Carlos Contreras

Personal information
- Date of birth: 6 September 1991 (age 33)
- Place of birth: Comayagua, Honduras
- Height: 1.76 m (5 ft 9 in)
- Position(s): Midfielder

Youth career
- –2009: St. Croix Red Devils

College career
- Years: Team / Apps / (Gls)
- 2010–2011: UW-Parkside Rangers / 31 / (2)

Senior career*
- Years: Team / Apps / (Gls)
- 2014: Minnesota United FC Reserves
- 2015: Colorado Springs Switchbacks / 1 / (0)
- 2016: FC Wichita
- 2016–2018: St. Louis Ambush (indoor) / 15 / (5)
- 2019–2020: Milwaukee Wave (indoor) / 1 / (0)

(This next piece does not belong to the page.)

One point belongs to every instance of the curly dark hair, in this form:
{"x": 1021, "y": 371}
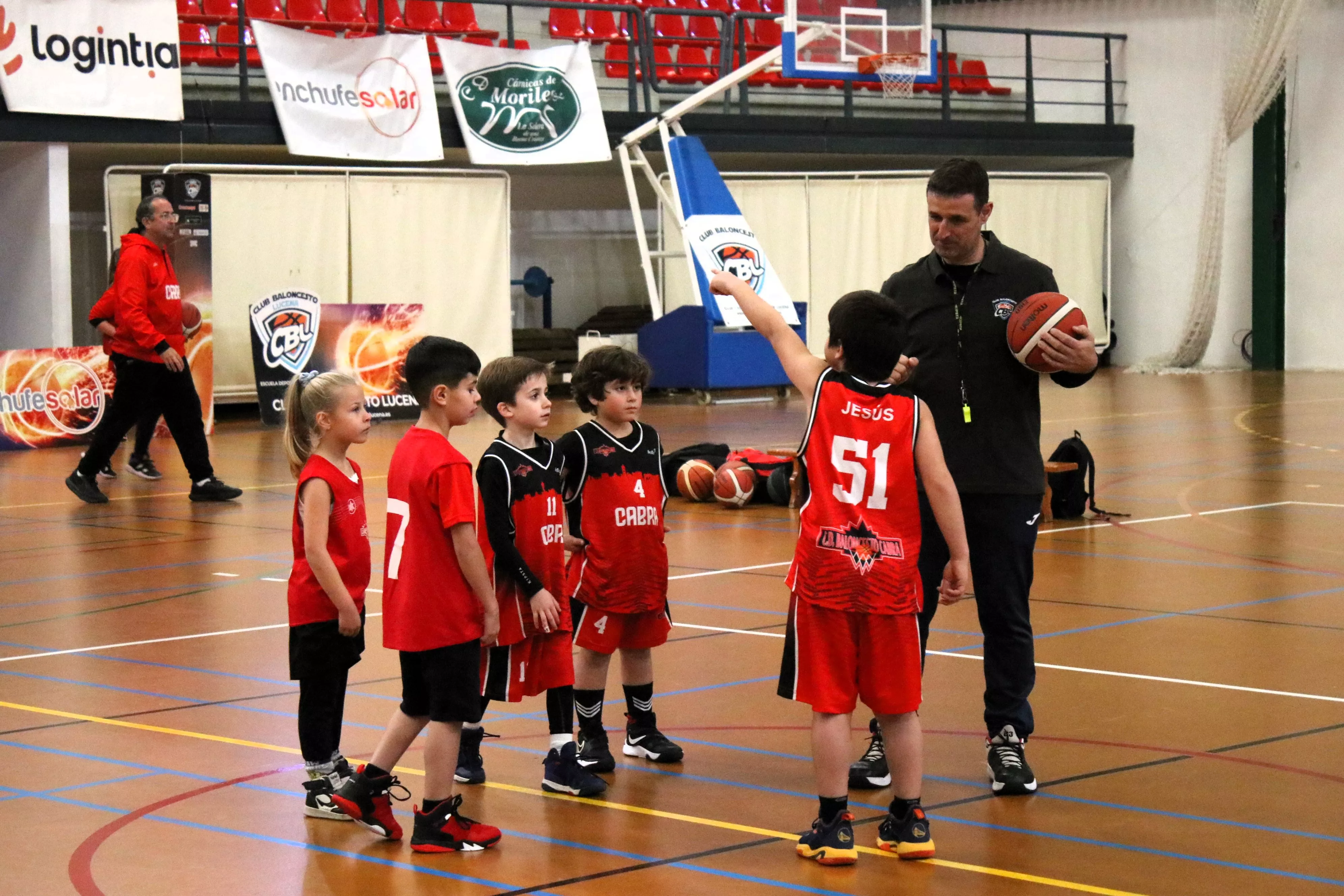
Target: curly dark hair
{"x": 603, "y": 366}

= Carlos Contreras (footballer, born 1991) =

Honduran footballer

Carlos Contreras (born 6 September 1991) is a Honduran footballer who plays as a midfielder

==Career==

===College & Youth===
Contreras began playing college soccer at University of Wisconsin–Parkside in 2010 and 2011.

After college, Contreras appeared for NPSL side Minnesota United FC Reserves in 2014.

===Professional===
Contreras signed with USL club Colorado Springs Switchbacks on 26 January 2015.